To illustrate: Between 2014 and 2018, Harvard University spent well over $100 million buying vineyards in drought-stricken areas of California. By the end of 2018, the Wall Street Journal reported, Harvard’s vineyards were worth $305 million. But this profit — more than twice the amount that Harvard has pledged to spend on atoning for its involvement in slavery — is largely incidental. Harvard is hardly interested in growing grapes. Harvard is very interested, on the other hand, in hoarding water rights in drought-stricken areas amid rising global temperatures. In 2016, fifth-generation Californian farmer Cindy Steinbeck wrote a letter to the CEO of the Harvard Management Corporation. The letter is quoted here at length: “My family has been farming grapes for five decades in this region, and such an investment does not make sense if your intent is simply to grow and sell grapes. It would, however, make perfect sense if the investment wasn’t for farming but rather for the brokering of water.”

“The local perception,” Steinbeck continues, “rightly or wrongly, is that Harvard has been doing the following: making purchases using multiple layers of disregarded entities such that it would be difficult for the layperson to trace the purchase back to Harvard; using agents to push for formation of a local water district that would allow Harvard’s properties to ultimately benefit from government grants and taxpayer funds; inducing certain property owners to sell with offers that are many times the going market rates and using this method to acquire properties that contain public water infrastructure; and generally not being forthcoming with the local populace about how these investments could affect the most vital of resources – all in the name of returns on investment.”

Indeed there appears to be a deep gulf between Harvard University’s professed values and the public’s perception of them. To Californian farmers — or to the Australian Aboriginal peoples whose burial grounds Harvard reportedly destroyed to build a cotton plantation in 2015 — Harvard University stands for excellence in nothing so much as greed and exploitation.

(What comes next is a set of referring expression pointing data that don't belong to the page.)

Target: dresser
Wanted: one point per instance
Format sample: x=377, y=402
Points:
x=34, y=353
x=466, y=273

Harvard’s report has gone some way toward addressing the university’s history as a founding member of the structures that have led to the exploitation of millions of people, to environmental destruction, to a new economic order — in short, as a founding member of the world in which we live today. But no amount of monuments, promises, or exchange programs will by themselves make an iota of difference. Harvard can never remedy the atrocities it committed to become the world’s richest university. Having looked back to its past, all that Harvard can do now is come back to the present, take stock of its actions, and act accordingly. The first and best thing the university can do to atone for its past of exploitation and profiteering is simply to renounce its present-day exploitation and profiteering. Barring that, it is all little more than self-righteous grandstanding.

Franco Paz is a PhD candidate in the History department at Harvard University. He worked as a researcher for the Committee on Harvard & the Legacy of Slavery.